Chronic complication in diabetics explained
Most patients with longstanding Type 1 diabetes have chronic gastrointestinal symptoms that significantly reduce their quality of life. And now researchers have a better understanding of why this happens.
These complications, called diabetic enteropathy, include the delayed emptying of food, irritable bowel syndrome, abdominal distension and fecal incontinence. The cause was previously unknown.
Intestinal tissues from diabetic patients and healthy people were compared in a study co-authored by Franco Folli, M.D., Ph.D., professor of medicine in the Diabetes Division of the School of Medicine. The studies were carried out by researchers at Boston Children’s Hospital and Harvard Medical School and San Raffaele Hospital in Milan, Italy, led by Paolo Fiorina, M.D., Ph.D.
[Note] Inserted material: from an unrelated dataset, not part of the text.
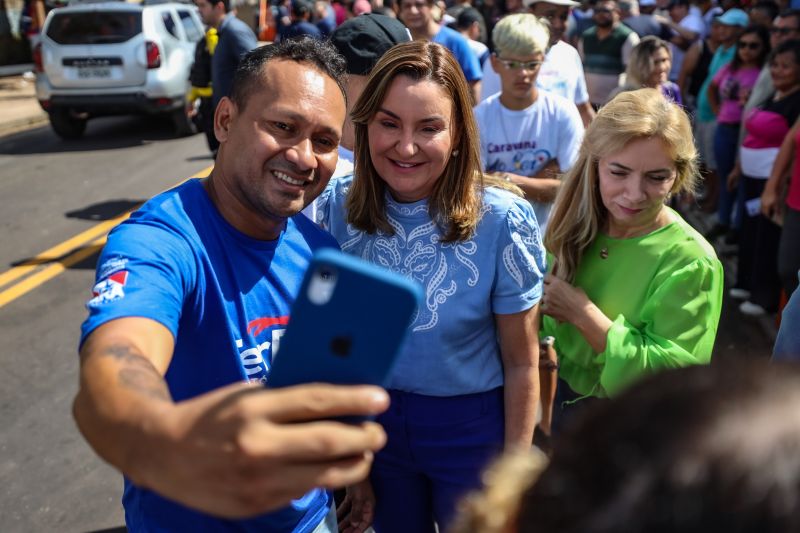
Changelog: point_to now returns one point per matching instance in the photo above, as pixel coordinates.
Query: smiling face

“In patients with Type 1 diabetes, the cell lining of the intestine was damaged,” Dr. Folli said. “The stem cells that maintain this lining, called colonic stem cells, were altered. The culprit is found in a protein called insulin-like growth factor binding protein 3, which is produced in the liver and in higher amounts in Type 1 diabetes. It binds to a receptor protein on colonic stem cells, causing their death and, in turn, damaging the intestinal lining.”
The team also experimented with a biopharmaceutical that blocks circulating levels of the protein. Studies in diabetic mice show that the drug can reverse the colon damage.
“This has the potential to result in a new treatment for this chronic complication of longstanding Type 1 diabetes,” Dr. Folli said.
The findings were published in Cell Stem Cell.